We live in this supposedly innovative and entrepreneurial age, and while that’s definitely true in some companies and geographic areas, by and large most of us are vomiting back the same processes in weirdly-lit conference rooms week after week. That’s just objective reality. It’s depressing, but hard to ignore sometimes.
If you went to some world-building executive and said you had some good brainstorming/innovation ideas from The Onion, he would probably laugh you out of the room and demand a slide deck with 44 Jeff Bezos quotes in it. But in reality, The Onion has been consistently doing its thing for about 30 years, and most people who’ve seen a headline have laughed at it, so it’s doing its thing well at scale too. We should be able to learn from how (the process) of it doing its thing.
That’s what this articleis all about — it’s written by a former writer for the site — and I need you to pay specific attention to these two paragraphs right here:
As we strive for more diversity in the workplace — creating spaces that respect all voices — there’s something innately exclusionary about the “get in a room and spitball” model. Not just that men have a propensity to dominate these rooms, ’cause we’re working on that right, guys? But it’s a space that caters entirely to extroverts. The rule of play at typical brainstorms is “Think out loud, be vulnerable, and put yourself out there.” But that’s not how everyone works.
However, you can give everyone an equal voice — it just requires giving them space to find it. Sci-fi author Isaac Asimov once wrote, “My feeling is that, as far as creativity is concerned, isolation is required.” Elizabeth Gilbert wrote an entire book on the creative process called Big Magic, and nowhere in her beautiful depiction of finding ideas does she recommend sterile conference rooms or fluorescent lighting. Besides, just ask the partner of any creative person, and they’ll tell you that their craziest ideas do not come out in public.

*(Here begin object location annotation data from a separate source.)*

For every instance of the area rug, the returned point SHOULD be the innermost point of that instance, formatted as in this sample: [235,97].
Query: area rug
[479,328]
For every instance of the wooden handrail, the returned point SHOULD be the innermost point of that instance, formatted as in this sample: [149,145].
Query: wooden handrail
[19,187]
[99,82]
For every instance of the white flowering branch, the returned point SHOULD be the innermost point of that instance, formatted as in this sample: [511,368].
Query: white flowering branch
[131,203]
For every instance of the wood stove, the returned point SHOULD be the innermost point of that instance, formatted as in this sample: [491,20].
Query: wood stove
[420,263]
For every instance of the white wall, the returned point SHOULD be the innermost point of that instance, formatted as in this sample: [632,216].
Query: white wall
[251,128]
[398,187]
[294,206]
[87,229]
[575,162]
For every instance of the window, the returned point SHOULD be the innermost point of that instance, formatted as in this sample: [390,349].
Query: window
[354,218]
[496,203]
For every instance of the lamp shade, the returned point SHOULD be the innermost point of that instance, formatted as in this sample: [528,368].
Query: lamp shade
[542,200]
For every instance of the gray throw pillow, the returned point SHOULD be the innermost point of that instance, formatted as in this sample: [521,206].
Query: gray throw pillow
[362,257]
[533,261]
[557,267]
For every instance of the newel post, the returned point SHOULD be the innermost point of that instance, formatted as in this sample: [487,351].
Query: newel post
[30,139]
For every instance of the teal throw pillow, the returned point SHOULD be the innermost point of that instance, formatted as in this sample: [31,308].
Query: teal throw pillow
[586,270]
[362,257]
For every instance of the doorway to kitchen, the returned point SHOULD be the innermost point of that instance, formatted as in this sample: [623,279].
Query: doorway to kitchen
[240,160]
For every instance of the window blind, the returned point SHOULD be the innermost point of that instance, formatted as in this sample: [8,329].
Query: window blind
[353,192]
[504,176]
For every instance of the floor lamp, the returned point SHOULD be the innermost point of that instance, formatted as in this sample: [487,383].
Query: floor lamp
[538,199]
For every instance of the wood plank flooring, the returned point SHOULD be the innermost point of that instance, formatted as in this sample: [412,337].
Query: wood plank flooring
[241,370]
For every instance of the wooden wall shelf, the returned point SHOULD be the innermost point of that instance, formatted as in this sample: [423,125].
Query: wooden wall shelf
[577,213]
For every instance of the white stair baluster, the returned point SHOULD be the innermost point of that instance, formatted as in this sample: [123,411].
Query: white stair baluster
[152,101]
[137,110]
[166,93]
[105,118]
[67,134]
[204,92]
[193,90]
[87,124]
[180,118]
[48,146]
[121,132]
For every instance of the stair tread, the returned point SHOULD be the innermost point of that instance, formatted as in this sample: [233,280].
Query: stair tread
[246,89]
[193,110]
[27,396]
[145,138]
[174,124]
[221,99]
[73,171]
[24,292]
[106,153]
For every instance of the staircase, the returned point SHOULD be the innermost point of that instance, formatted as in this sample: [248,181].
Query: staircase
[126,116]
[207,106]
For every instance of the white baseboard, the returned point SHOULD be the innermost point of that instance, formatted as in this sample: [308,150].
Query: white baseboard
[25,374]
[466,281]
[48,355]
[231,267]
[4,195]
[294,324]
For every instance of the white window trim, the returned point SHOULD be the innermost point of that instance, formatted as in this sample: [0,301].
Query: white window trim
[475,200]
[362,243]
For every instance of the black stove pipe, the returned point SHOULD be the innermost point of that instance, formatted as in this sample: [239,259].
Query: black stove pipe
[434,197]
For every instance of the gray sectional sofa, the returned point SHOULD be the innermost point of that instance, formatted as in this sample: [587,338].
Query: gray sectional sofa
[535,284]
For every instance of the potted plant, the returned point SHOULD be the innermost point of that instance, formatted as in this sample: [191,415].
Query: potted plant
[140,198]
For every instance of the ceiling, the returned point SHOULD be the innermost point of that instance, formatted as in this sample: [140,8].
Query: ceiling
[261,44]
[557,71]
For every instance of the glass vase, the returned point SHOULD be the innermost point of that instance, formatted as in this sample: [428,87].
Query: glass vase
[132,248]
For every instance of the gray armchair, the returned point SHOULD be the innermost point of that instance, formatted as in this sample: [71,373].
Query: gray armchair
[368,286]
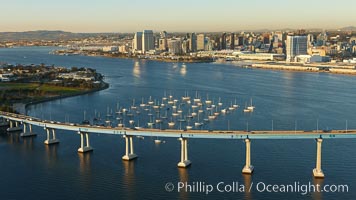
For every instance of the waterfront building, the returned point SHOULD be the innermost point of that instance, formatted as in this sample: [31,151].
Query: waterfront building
[163,34]
[163,44]
[260,56]
[137,42]
[147,41]
[295,45]
[310,40]
[232,41]
[201,42]
[110,48]
[241,41]
[223,41]
[175,46]
[311,58]
[193,42]
[185,46]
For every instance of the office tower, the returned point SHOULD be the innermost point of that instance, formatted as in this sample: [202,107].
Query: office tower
[148,42]
[193,42]
[175,46]
[295,45]
[200,42]
[241,41]
[310,40]
[232,41]
[223,41]
[163,34]
[185,46]
[137,42]
[163,44]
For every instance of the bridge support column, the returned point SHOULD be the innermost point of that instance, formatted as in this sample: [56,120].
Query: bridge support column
[87,147]
[129,152]
[317,171]
[248,168]
[27,133]
[50,140]
[184,161]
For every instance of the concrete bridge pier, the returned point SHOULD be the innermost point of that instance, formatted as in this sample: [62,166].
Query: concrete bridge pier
[317,171]
[248,168]
[184,161]
[129,153]
[87,147]
[14,126]
[50,140]
[27,133]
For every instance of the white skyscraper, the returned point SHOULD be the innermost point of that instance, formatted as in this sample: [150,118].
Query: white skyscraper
[201,42]
[148,42]
[296,45]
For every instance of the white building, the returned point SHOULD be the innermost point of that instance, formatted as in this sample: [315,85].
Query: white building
[175,46]
[311,58]
[260,56]
[296,45]
[110,48]
[148,42]
[201,42]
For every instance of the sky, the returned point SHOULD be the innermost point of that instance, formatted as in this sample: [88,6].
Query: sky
[174,15]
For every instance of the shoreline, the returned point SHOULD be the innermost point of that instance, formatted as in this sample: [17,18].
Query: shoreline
[25,105]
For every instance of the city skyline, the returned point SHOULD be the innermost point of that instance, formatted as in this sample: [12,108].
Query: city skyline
[187,16]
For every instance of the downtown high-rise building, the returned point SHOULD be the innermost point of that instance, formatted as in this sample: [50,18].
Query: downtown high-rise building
[232,41]
[200,42]
[148,42]
[193,42]
[137,42]
[295,45]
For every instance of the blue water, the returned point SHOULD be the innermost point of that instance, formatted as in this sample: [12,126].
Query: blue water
[289,100]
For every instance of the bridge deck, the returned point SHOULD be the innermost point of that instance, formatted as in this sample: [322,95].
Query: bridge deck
[284,134]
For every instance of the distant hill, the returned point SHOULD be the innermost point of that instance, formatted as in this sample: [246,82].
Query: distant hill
[43,35]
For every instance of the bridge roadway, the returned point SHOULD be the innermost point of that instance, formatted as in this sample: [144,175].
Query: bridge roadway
[128,134]
[286,134]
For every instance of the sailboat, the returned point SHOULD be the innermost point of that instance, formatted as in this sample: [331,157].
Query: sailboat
[150,102]
[171,123]
[158,141]
[246,108]
[251,107]
[198,123]
[196,99]
[216,113]
[231,107]
[186,97]
[164,98]
[142,103]
[207,101]
[133,107]
[235,104]
[219,103]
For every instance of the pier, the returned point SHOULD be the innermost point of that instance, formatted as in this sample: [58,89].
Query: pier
[19,122]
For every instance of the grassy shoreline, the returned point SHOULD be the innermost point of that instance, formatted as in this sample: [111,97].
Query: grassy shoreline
[47,93]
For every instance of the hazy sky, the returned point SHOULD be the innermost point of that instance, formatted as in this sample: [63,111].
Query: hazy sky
[178,15]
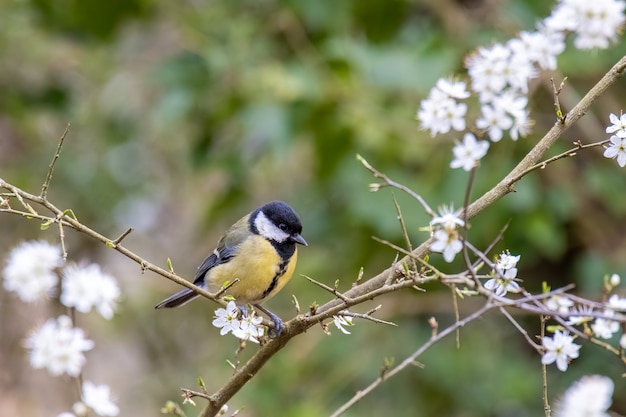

This hit on a number of problematic issues of modernity, including — →
- Need for diversity
- Gender issues
- Prioritization of extroverts
- How to get at big ideas
- General brainstorming
- General innovation
Look at those bullets. If a company could solve for even two of those bullets, they’d be in the top 10 percent of functional companies in the world. Honestly. Make men sit the fuck down, get more diversity, and create legitimate ideas? Hell yea. Sign me up.
Now look, the hideous reality is that brainstorming makes no sense at all, and I think we all know that — but it’s largely a function of the brainstorming processand not always the actual content of what’s happening. So here’s two ways to fix that.
This helps with the introvert vs. extrovert problem, and it also helps in general to get good ideas. Basically, let everyone ruminate on the issue by themselves for a minute — ideally at least a half-day — before they need to come together and discuss.
This is what often happens: you are brought to an initial meeting, and if it’s a pitch process/new idea, usually some sales guy is in the room. The sales guy talks about having “a fish on the line” and what the fish needs, and then, without that much context and on the spot, someone is supposed to shit out brilliance. That’s not really how the game works or was ever supposed to work, so give people some time on the front end to think through the issue.
Think about it this way: you would never throw an engineer into a meeting and say “Give me the answer to this immediately,” because we’ve been trained to understand that engineers need rumination and prep time to solve our biggest problems. Treat more people like that.
Depersonalize the ideas
Anonymize them. Now, yes, if an idea gets crapped on, the person who proposed it will still know it’s their idea. But no one else will know, which reduces politics and biases creeping in.
Everyone goes and does their solo brainstorm, and then they submit ideas/concepts, and those are stripped of name and presented to the group. Now you’re helping the diversity issue, the gender issue, the speaking up issue, and more. You’re starting to have a better process for the ideation. Of course some wanker guy still might talk for 77 percent of the meeting, but … eh. You’re getting better. It’s not going to be perfect. The idea is to be better than you have been, and better than your competitors are going to be in some other shitty conference room somewhere.
And remember — oftentimes idea generation is just about persistence, or the idea of pushing forward just enough and bettering the process just enough that your idea can begin to catch on.